No. It happens with snakes, amphibians (eg turtles) and some frogs/toads that sex is determined by temperature, but not chickens. Mammal DNA is sexed at conception/fertilisation, I don't know of a single mammal that isn't.
I have read of only 2 studies that claim you can influence the hen to roo ratios of your hatching eggs. And then only marginally.
The first method shown to effect the more hens to roos had to do with the age of the breeding roo. The study suggested that young breeding males tend to produce more pullets than roos. I dont know that I believe it though since all of my roos are one year or less of age and I seem to be covered up in roo chicks.
The other method involves feed. The study suggests that free feeding sorghum grain, (I assume they are refering to Milo), in addition to the regular laying feed, to laying hens will effect the gender of the chicks. Results generally dont show up for a month or two after starting to feed the sorghum, but hen to roo ratios tended to raise to about 60/40 pullets to roos. I havent tested this and the study wasnt a longterm study, so take it as just something that might or might not work.

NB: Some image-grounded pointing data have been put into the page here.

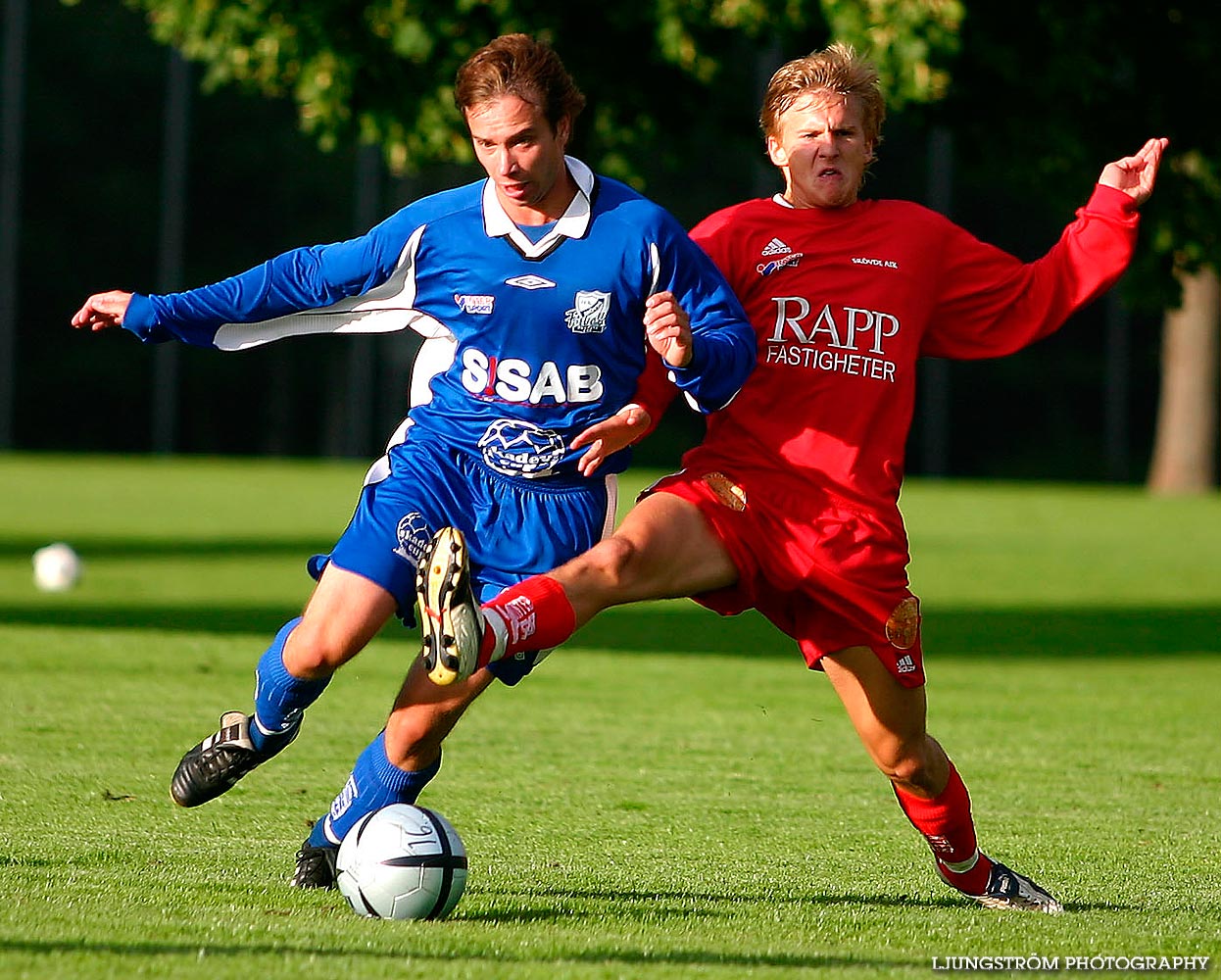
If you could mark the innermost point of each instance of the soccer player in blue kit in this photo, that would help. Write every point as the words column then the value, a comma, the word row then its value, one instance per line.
column 541, row 293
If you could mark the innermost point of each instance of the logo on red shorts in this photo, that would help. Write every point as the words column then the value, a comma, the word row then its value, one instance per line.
column 903, row 626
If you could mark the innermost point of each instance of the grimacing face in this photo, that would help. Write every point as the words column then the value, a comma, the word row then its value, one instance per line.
column 522, row 157
column 822, row 150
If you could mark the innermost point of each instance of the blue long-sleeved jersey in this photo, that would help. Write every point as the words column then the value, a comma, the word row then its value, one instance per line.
column 539, row 337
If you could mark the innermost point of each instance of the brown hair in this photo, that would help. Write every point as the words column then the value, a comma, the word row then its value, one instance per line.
column 837, row 70
column 521, row 66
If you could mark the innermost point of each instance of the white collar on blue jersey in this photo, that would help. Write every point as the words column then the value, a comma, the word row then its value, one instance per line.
column 572, row 223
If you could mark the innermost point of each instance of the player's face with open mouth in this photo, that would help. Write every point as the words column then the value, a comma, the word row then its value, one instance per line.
column 822, row 150
column 524, row 157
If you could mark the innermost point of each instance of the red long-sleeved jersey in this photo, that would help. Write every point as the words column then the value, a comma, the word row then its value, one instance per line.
column 845, row 300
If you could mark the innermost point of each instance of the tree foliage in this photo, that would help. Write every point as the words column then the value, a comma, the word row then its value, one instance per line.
column 381, row 71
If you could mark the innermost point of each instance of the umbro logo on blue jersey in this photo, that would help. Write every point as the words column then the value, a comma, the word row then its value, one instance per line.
column 474, row 303
column 530, row 282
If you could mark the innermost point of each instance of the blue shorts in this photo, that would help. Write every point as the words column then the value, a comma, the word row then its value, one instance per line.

Now for the wives tales. I havent tried this either, but my cousion and my uncle swear that you can select the gender of the eggs you are incubating by suspending a needle on a string above the egg. If the needle swings back and forth, the egg will produce a roo, if the needle swings in a circle or arch, then the egg will produce a pullet. My uncle also swears he can guess the age of any woman by suspending a ring on a string above her head. He claims it will rotate one turn for every year of age. My wife wont stand still long enough for me to test this theory on her.
I've heard of this too. I hatched a few batches of sex-link chicks this year (BO roo on BR hens), and found it to be true (though please realize that I had a relatively small sample set). When I had my still-air bator @ 100F, I got 50/50 pullets to roos. When I had it @ 102F, I got 90/10 pullets to roos. I didn't have the heart to break open all of the eggs that hadn't hatched to see if they were pullets or roos. I'm really wishin' I had checked them now!